A few weeks back, my employer asked me about another opportunity in Australia. However, they informed me that since they had dropped an email in Dec for cancelling my 457 visa, I was discouraged to apply again (on the grounds that it may take a lot of time to process) and was asked to apply for a spouse or a dependent 457. At this stage I have two questions:

a. On the DIAC website: there is a VEVO service to check the status of an existing visa.
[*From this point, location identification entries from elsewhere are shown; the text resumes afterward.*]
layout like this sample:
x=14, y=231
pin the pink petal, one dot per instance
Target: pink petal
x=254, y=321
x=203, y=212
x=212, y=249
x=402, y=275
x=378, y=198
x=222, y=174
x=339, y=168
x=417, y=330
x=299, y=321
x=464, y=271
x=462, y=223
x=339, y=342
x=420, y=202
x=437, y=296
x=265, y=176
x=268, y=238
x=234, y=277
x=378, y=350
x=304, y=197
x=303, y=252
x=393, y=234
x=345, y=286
I queried for my earlier 457 visa and its status mentions that it is still in effect. Am not sure why my employer asked me to apply for a spouse visa if my independent visa is still not being shown as cancelled.

b. I have also applied for a dependent visa in the meantime (on 3rd Feb) and was wondering how much time does it generally takes to process a spouse visa. My independent visa processing took about 3 weeks.


----------



## Guest (Feb 8, 2012)

It could be DIAC haven't actually updated their systems yet or even read the email to cancel your visa, but as soon as they do your visa will be cancelled!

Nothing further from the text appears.